Fig. 13.1
A detailed scheme of a most simple muscle structure with both tendons—semipennate/superficial. Based on a figure from [2]
Fig. 13.3
Longitudinal section of a rat soleus muscle, Gomori stain. Red—tendinous system, brown—myofiber. In this section, the terminal myotendinous junction with its tendinous inserts between myofibrils are very well depicted. Based on a figure from [2]
Fig. 13.4
Longitudinal section of a rat soleus muscle, Gomori stain. Red—tendinous system, brown—myofiber. In this section, endo-/perimysial “coat” of the myofiber is very well depicted. Based on a figure from [2]
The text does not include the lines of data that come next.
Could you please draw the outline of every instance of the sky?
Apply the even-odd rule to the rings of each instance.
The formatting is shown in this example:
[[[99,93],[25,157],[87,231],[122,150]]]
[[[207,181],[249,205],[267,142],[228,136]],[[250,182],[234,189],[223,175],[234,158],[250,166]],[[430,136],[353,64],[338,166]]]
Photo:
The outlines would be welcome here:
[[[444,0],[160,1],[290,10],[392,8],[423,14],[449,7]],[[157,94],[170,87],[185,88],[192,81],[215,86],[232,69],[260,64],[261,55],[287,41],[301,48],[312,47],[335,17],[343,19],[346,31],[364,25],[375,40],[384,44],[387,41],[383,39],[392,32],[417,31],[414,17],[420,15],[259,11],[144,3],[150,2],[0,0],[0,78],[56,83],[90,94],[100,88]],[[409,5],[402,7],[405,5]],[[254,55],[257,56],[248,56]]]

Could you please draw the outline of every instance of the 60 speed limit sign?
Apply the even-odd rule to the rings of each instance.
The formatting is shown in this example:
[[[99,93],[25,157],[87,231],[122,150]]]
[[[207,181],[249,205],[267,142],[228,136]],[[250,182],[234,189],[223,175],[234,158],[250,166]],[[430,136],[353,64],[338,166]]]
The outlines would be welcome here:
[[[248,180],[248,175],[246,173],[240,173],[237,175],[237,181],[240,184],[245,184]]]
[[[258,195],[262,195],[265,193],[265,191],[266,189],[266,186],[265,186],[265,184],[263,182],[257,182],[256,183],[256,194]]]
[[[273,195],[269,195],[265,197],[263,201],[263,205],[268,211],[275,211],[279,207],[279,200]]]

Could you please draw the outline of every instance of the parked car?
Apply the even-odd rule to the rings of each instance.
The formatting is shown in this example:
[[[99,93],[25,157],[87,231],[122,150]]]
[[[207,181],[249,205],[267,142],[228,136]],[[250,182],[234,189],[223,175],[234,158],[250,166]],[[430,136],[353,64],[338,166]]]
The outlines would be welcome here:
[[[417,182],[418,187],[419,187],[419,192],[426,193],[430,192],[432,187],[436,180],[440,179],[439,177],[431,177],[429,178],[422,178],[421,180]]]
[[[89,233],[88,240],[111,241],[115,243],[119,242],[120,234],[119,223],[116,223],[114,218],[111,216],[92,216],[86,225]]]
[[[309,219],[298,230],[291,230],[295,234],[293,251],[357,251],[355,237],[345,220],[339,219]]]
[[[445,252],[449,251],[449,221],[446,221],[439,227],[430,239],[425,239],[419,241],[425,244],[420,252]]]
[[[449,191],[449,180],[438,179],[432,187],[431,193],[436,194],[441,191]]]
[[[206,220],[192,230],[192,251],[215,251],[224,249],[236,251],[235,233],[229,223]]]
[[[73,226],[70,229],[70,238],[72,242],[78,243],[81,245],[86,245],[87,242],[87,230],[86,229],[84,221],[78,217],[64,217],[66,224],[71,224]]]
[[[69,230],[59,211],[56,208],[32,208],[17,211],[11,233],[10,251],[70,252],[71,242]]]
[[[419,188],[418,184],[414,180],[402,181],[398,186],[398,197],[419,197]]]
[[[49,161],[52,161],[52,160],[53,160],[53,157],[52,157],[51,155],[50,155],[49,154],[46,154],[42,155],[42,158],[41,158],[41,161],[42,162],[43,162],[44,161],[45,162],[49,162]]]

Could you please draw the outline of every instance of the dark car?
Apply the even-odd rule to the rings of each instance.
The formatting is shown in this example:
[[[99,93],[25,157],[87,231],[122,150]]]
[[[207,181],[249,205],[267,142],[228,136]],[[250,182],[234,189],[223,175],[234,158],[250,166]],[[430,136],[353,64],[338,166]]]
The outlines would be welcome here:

At the terminal myotendinous junction, tendinous collagen fibrils are inserted into deep recesses formed by myocyte processes, allowing the tension generated by centrally located myofibrils to be transmitted to the collagen fibrils of the terminal myotendinous junction (Fig. 13.2). Sarcomeres attach to endomysium (the tendinous system) at every Z membrane level along the whole length of the myofiber—forming parietal myotendinous junctions (PMTJ) (Fig. 13.2). Human muscles have 500 PMTJ every 1 mm. It is the main force transmission device of the myofiber and of the muscle. At the beginning/end of a myofiber, its myofibrils are separated from each other by endomysium and form terminal myotendinous junction (TMTJ; Fig. 13.2). This is a very important proprioceptive zone as Golgi apparatus as well as Vatter-Paccini and Ruffini corpuscules are largely located here [3]. This complex architecture reduces the tensile stress exerted on the tendons during muscle contraction. It is wrongly understood that the terminal myotendinous junction is the weakest link of a muscle as a whole. In fact, it is supported by both superficial endomysium (Fig. 13.3) and, additionally, by tendinous fibers arising from the TMTJ (Fig. 13.4). What is thought to be a “myotendinous junction” tear is a tendinous tear with frequent involvement of endomysium and perimysium including the level of the TMTJ and PMTJ too. We must remember that 1 mm of the tendon myofiber has already attached to endomysium at 500 levels; close but quite away in terms of myofiber built. At the muscle belly level, tendons may distribute their fibers on one side—these are called semipennate (Fig. 13.1), or on all sides—pennate (Fig. 13.5). This means that semipennate tendon is located on the surface of the muscle and pennate tendon is located within a muscle belly. Many muscles have tendons which run superficially (semipennate) and at some level become pennate—“dive” inside the muscle belly (Fig. 13.5). This may be wrongly interpreted as a tendon end when, in fact, the tendon disappears from the muscle surface [2].
Fig. 13.5
A scheme of a muscle with proximal semipennate and then pennate tendon, distal semipennate tendon. Red—muscle belly, green—tendons and EP. By permission from [4]. EP endomysium and perimysium
Tendons respond to repetitive overload beyond the physiological threshold with either inflammation of their sheath or tearing with possible degeneration of scars of their body or both. Tendon or ligament tears are followed by a repair process which may differ in quality and duration. However, tendon damage may even occur from stresses within the physiological limits as frequent cumulative microtrauma may not allow enough time for repair. Frank inflammatory lesions and granulation tissues are infrequent and are mostly associated with tendon ruptures or other associated chronic inflammatory conditions. The presence of inflamed synovial or fatty tissue (paratenon, bursas, sheaths, and their fatty tissues) may disturb the scar healing process.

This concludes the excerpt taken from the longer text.